There are many wonderful things about older crime novels. Without hi-tech gadgets, in-depth forensic analysis and overly sadistic killers, the writer nearly always has to rely on incredible language and story telling skills to keep the reader engaged and excited. P D James wrote the first Adam Dalgliesh novel in 1962 and her novels continuously make best selling lists over 40 years later. I really, really enjoyed An Unsuitable Job for a Woman in so many ways – sadly it is the first of only two books in the Cordelia Gray series, but I definitely will read more of James’ Dalgliesh novels in the future.

Life for Cordelia is, in my opinion, quite wonderful. She is young, described to be quite pretty, and she is a partner in a fun but unconventional private investigation agency. This is the case until her partner Bernie unexpectedly kills himself. Not a great start to the novel. After Bernie’s affairs are set in order, Cordelia receives an unexpected client. The wealthy and well-known Sir Ronald Callender’s son has recently committed suicide, and Mr Callender wishes to know why his son would choose to end his life. Without many options, Cordelia accepts the case and ends up staying in the cottage the young Mr Callender lived in before he died. Cordelia’s keen eye for detail reveals that certain things don’t add up to suicide, and she starts to suspect foul play was involved.

This is where the novel really begins to shine. Cordelia is not a trained policewoman, nor is she a specialist in any kind of medical or legal field. Her only understanding of detection came from her unpredictable mentor and partner Bernie. She is essentially a normal, everyday person who has to make do with logic and intuition.
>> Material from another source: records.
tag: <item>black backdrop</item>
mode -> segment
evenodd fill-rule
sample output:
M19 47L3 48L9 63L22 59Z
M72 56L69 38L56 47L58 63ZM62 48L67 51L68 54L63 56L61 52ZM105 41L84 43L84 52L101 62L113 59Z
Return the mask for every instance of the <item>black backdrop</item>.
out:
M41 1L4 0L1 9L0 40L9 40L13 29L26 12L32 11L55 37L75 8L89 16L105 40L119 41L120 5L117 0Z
She is sharp, sassy and knows what to ask, when to ask it, and how to interpret the ways people respond to her. Her hunt for the truth surrounding the Callender suicide takes her all over Cambridge and on a wild chase that gets her noticed by the wrong person. After a nearly fatal accident, pieces of the puzzle begin to fall into place in rapid succession, leading to an explosive climax that was somewhat predictable but expertly delivered all the same.

James’ stellar knowledge and use of the English language made this novel a delight to read. It is remarkably both well written and easy to understand at the same time, putting it in a well-deserved class of its own. Reading quality writing almost makes some more mainstream novels easier to handle… almost. James is a superstar in her own right and after reading An Unsuitable Job for a Woman I completely understand what the fuss is about. If all modern authors wrote half as well as this, I think the book industry would be in an incredibly different situation. There is a lot of rubbish out there. This, however, is quality literature at its finest.